As for the “caring” part, Americans were murdered on 9/11 because of the feds’ insane foreign policy. Rather than change that foreign policy, the feds have intensified and reinforced the same errors that led to 9/11. Without using street language, how do you describe those who make a good living by fervently clinging to failed ideas that have killed thousands of people?  

There are (bad) arguments for cutting taxes without cutting spending. First, they argue that creating huge deficits is the only way to rein in spending. We heard this Machiavellian strategy under Reagan in the Eighties. I guess it didn’t work because the federal government has been growing steadily ever since. No major program or department, even the utterly useless, thoroughly corrupt, patently unconstitutional and extremely destructive Department of Housing and Urban Development (a.k.a., Dept. of Neighborhood Destruction and Political Corruption), has been eliminated.

The reality is that spending creates constituencies which exert a powerful force for raising taxes rather than cutting spending. That is why, according to Bruce R. Bartlett, “there have been 15 major tax bills since 1980. Of these, 11 were tax increases. Ronald Reagan, the arch tax cutter, signed into law 6 of them, including the Tax Equity and Fiscal Responsibility Act of 1982, one of the largest tax increases in history.”  Nice try, but the only way to cut spending is to cut spending.

The other argument we can quickly dismiss. By cutting taxes, we can make the saps work harder and raise even more money for the welfare/warfare state. No thanks!  If cutting the tax rate a few percent will increase the private sector’s incentive to increase productivity, won’t a 100 percent salary cut create a powerful incentive for the political class to get real jobs and do real work?

Even on the specifics, this tax cut is not what it is advertised to be. It addresses capital gains but not capital losses. The child tax credit is subject to strict income limitations on both the upside and downside. It doesn’t change the dangerous Alternative Minimum Tax, which will devour the middle class, given time. Many breaks in stealth taxes like the personal-exemption phaseout and the limitations on itemization aren’t scheduled to take effect for several years. We won’t know until later how many tax increases are snuck into the bill.
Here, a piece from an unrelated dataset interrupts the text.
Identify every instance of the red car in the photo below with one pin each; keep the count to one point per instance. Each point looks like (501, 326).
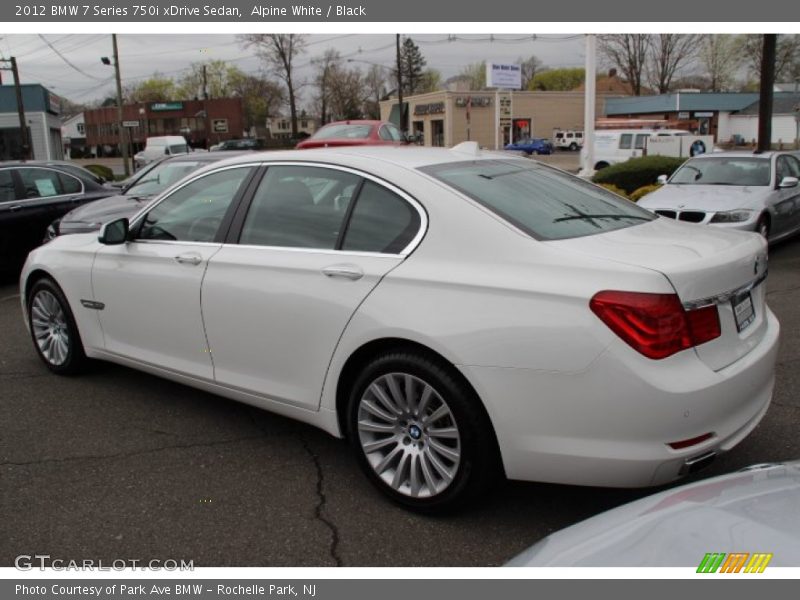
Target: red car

This much is clear from the total picture: this tax package is not about smaller government. It is about changing the way ever-bigger government is to be funded. It has already given rise to speculation that it is only the first of many steps toward a national consumption tax. And the terrible problem of the payroll tax, which now accounts for 37.8 percent of all federal receipts, isn’t addressed at all, though it would be a good time to do so.

So, the evidence is in and a verdict can be delivered. Like every other Republican president since and including Hoover, George Bush has failed to reduce the size, scope, and power of the federal government. On the contrary, he has increased all three, making the federal government a much bigger nuisance than it was even under the administration of President Clinton.